Как-то месяц я пробыла в Норвегии у бабули-японки с надоедливым внуком. Его звали Лиам, и он всегда приставал ко мне со своей болтовней ни о чем, разъясняя ее тем, что ему не с кем говорить на родном языке, кроме меня и бабушки. Не полюбить Норвегию было невозможно. Ее природа и спокойствие, что давали горы и фьорды, люди, которые там жили, просто не могли не остаться в моем сердце. Наверное, я побывала бы там еще раз, если бы могла поехать туда самой. Юи же в это время была где-то в Италии. Лет в тринадцать отец отправил меня в Америку, там я жила у одного очень хорошего преподавателя боевых искусств, который научил меня азам самозащиты. Так же в Америке я влюбилась в баскетбол. Хоть мальчики меня и не принимали, но я все равно тренировалась стритболу. И все же, я благодарна отцу, что смогла увидеть другие страны, смогла почувствовать дух путешествий и красоту других жизней, потому что в наших, закрытых близ Токио, этой красоты не было, — лишь натянутость и старые раны.

А потом, по возвращении, началась такая же, несколько суетная, но более ответственная жизнь, в которой за семью выступали мы с Юи, потому что дома отца мы видели очень редко, ибо, по большей части, все свободное время он проводил в церкви. И все эти путешествия, оставившие после себя столько воспоминаний, брали начало из детства. Я знала, куда едет Юи, знала, что она позвонит, знала о месте, где она прибывает, — да и судила я по собственному опыту. А сейчас я не знаю ни о чем, и единственная вещь, в которой я уверена со стопроцентной точностью, — не просто так отец отправил ее туда.

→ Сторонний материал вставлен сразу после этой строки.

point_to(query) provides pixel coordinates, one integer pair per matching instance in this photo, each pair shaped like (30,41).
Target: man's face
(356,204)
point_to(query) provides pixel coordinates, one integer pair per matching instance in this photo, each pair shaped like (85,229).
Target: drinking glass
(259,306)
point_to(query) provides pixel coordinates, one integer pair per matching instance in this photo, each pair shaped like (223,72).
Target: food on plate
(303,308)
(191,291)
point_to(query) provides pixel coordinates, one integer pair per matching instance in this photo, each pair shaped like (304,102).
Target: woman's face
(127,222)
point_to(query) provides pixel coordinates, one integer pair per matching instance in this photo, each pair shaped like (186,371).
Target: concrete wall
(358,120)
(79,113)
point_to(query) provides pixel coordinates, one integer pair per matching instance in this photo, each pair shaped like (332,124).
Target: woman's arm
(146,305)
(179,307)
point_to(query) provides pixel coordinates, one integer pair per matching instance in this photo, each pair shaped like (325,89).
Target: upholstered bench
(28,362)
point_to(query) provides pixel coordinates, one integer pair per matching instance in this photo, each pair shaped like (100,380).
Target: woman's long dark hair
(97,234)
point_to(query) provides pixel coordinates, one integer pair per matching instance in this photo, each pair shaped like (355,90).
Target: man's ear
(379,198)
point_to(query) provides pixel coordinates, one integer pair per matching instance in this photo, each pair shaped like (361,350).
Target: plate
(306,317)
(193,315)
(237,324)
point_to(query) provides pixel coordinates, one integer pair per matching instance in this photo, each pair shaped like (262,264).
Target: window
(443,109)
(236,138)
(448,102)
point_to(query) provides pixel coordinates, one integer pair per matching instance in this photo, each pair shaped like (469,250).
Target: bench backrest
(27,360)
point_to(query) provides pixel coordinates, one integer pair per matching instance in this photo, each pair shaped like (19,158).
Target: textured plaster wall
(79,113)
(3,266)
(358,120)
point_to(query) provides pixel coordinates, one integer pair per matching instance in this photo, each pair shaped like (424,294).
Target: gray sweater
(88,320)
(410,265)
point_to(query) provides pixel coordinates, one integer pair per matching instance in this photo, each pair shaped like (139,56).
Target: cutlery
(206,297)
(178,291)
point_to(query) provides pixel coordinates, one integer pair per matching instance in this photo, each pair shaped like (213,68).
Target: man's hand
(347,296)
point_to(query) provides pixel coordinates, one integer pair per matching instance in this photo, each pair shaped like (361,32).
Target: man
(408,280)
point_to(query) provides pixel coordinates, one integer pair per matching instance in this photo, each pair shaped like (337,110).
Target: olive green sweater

Наверное, только благодаря соседству с церковью, мы с Юи росли, чувствуя веру, умея верить; правда, у каждой из нас были свои понятия о вере, как о чем-то высшем. Не знаю, как я должна была реагировать на уход матери, но дался мне он очень болезненно. То ли потому, что она вела себя очень странно, то ли потому, что я была маленькая, то ли из-за Коу, но после ее ухода я начала более чем серьезно относиться к ее наставлениям относительно Юи и меня, особо не задумываясь, почему они именно такие и почему она сказала их именно мне. Я просто все свое детство отчаянно надеялась, что она вернется; постучит в дверь, протянет купленные возле станции метро конфеты, взлохматит волосы Юи, улыбнется, посмотрев в мою сторону, и мы будем еще долго говорить обо всем на свете. Я просто все еще надеюсь, а единственным напоминанием о ней служит кинжал, который она мне отдала. Первое время я просто не могла на него смотреть, считала его проклятым куском металла, а змея на рукоятке так и смеялась надо мной, но потом, свыкнувшись с мыслью о том, что это… все же подарок, полюбила какой-то своей странной любовью. Как будто кинжал — это старый дедушка, к которому люди испытывают уважение, даже толком не узнав о его жизни, и каким вообще он был человеком — добрым или плохим, просто потому, что он — пожилой, просто потому, что таких нужно уважать. Хотя, что мешает ему быть каким-нибудь бывшим маньяком и, по совместительству, офисным клерком, которого так и не поймала полиция? И вот он, став «непригодным» для таких дел, вышел на пенсию, обзаведясь кучей внуков и живя, как примерный семьянин. И вера в то, что я когда-нибудь смогу увидеть маму снова, смогу обнять ее и рассказать обо всех своих переживаниях, передается на кинжал, который, в свою очередь, расцветает светлыми красками, будто бы в нем действительно есть жизнь.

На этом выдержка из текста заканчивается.